PubCompare.ai's AI-driven platform can help streamline your research on Collagen Type III in several ways. First, it allows you to more efficiently screen protocol literature to locate the most relevant and effective methods. Second, the platform's AI analysis can highlight key insights, such as differences in protocol effectiveness, enabling you to choose the best approach for reproducibility and accuracy. This can be especially helpful when working with a complex molecule like Collagen Type III, where optimal experimental conditions may vary.

What are some common challenges researchers face when working with Collagen Type III?

One of the main challenges with Collagen Type III is its structural complexity and variablitiy.

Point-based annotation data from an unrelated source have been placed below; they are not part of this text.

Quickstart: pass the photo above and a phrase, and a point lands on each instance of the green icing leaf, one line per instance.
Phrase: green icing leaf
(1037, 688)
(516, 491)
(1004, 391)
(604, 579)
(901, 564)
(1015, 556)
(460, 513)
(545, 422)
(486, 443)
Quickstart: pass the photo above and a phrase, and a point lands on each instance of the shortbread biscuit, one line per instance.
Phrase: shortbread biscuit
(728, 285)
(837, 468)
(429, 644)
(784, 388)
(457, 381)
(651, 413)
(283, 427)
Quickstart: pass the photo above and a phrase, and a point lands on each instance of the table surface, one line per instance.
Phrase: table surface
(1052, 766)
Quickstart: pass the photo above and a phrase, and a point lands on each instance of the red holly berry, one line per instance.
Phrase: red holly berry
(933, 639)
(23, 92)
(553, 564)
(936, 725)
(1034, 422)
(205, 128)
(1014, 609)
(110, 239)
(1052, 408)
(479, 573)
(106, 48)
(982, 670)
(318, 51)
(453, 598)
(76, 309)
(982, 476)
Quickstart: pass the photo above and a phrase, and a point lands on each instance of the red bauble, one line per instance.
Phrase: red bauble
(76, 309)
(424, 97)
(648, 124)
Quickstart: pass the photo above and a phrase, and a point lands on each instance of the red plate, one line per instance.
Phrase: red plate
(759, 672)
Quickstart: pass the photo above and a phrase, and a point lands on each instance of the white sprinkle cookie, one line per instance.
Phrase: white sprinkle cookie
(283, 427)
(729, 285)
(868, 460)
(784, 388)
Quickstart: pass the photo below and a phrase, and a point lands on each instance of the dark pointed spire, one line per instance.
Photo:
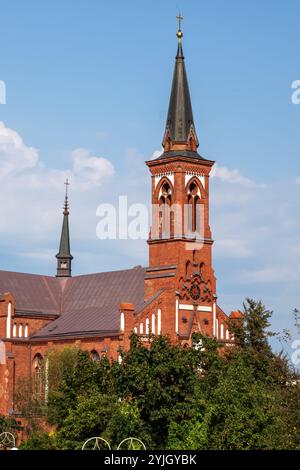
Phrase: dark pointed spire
(64, 257)
(180, 133)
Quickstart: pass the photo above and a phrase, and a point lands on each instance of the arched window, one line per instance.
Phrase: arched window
(122, 321)
(193, 215)
(147, 326)
(153, 324)
(38, 385)
(95, 356)
(165, 200)
(159, 321)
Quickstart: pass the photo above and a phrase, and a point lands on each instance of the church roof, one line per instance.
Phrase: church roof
(87, 305)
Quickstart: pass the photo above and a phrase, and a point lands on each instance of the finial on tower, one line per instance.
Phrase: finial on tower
(179, 33)
(66, 206)
(64, 257)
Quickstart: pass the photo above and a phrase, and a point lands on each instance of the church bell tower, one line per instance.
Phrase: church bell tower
(180, 241)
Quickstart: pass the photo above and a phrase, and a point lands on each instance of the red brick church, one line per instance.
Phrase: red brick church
(175, 295)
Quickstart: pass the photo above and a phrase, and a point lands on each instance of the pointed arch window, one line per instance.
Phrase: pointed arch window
(153, 324)
(193, 215)
(166, 219)
(95, 356)
(147, 326)
(38, 382)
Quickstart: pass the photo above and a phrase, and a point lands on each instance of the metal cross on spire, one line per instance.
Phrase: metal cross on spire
(66, 207)
(179, 32)
(180, 18)
(67, 184)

Depending on the source, extraction method, and purification process, the properties of Collagen Type III can vary, which can impact its performance in different applications. Reserarchers must carefully evaluate protocol details to ensure consistency and reproducibility in their experiments.

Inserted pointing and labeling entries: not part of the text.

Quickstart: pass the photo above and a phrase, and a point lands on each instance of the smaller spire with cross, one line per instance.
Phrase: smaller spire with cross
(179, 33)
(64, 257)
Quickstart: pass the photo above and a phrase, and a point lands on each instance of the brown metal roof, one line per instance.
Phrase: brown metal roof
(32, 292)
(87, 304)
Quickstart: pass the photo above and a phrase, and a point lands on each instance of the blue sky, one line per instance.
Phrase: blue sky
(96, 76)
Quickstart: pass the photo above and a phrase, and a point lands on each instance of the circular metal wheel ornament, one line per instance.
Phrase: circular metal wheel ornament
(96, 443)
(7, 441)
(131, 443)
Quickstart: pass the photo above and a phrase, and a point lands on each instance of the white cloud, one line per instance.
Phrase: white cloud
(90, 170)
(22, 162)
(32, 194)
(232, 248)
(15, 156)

More about "Collagen Type III"

Collagen Type III is a critical structural component of the extracellular matrix (ECM), found in a variety of connective tissues like skin, blood vessels, and organs.
This fibrillar collagen plays a pivotal role in tissue development, repair, and homeostasis.
Collagen III, also known as type III collagen, is a member of the collagen family of proteins.
It is often co-expressed with Collagen Type I and is essential for the proper assembly and organization of the ECM.
Alterations in Collagen Type III expression or structure have been implicated in various disease states, including fibrotic disorders, cardiovascular conditions, and wound healing impairments.
Researchers studying Collagen Type III can leverage a range of analytical tools and reagents to investigate its expression, localization, and function.
TRIzol reagent, for example, is a common solution used for RNA extraction, which can be useful for quantifying Collagen Type III gene expression using techniques like TaqMan Gene Expression Assays.
Antibodies such as Ab7778 and Ab34710 can be employed for immunohistochemical or Western blot analysis to detect and visualize Collagen Type III protein in biological samples.
Additionally, Triton X-100 and PVDF membranes are often utilized in Western blotting protocols to study Collagen Type III and other ECM components.
The use of Anti-collagen type III antibodies, like Ab6310 and Ab6308, can further enable the identification and characterization of Collagen Type III in various experimental settings.
By harnessing the power of PubCompare.ai's innovative tools, researchers can streamline their investigations on Collagen Type III, locate relevant protocols from literature, preprints, and patents, and leverage AI-driven comparisons to identify the most effective approaches.
This can enhance reproducibility, accuracy, and unlock new insights into this crucial structural protein and its role in tissue biology and disease.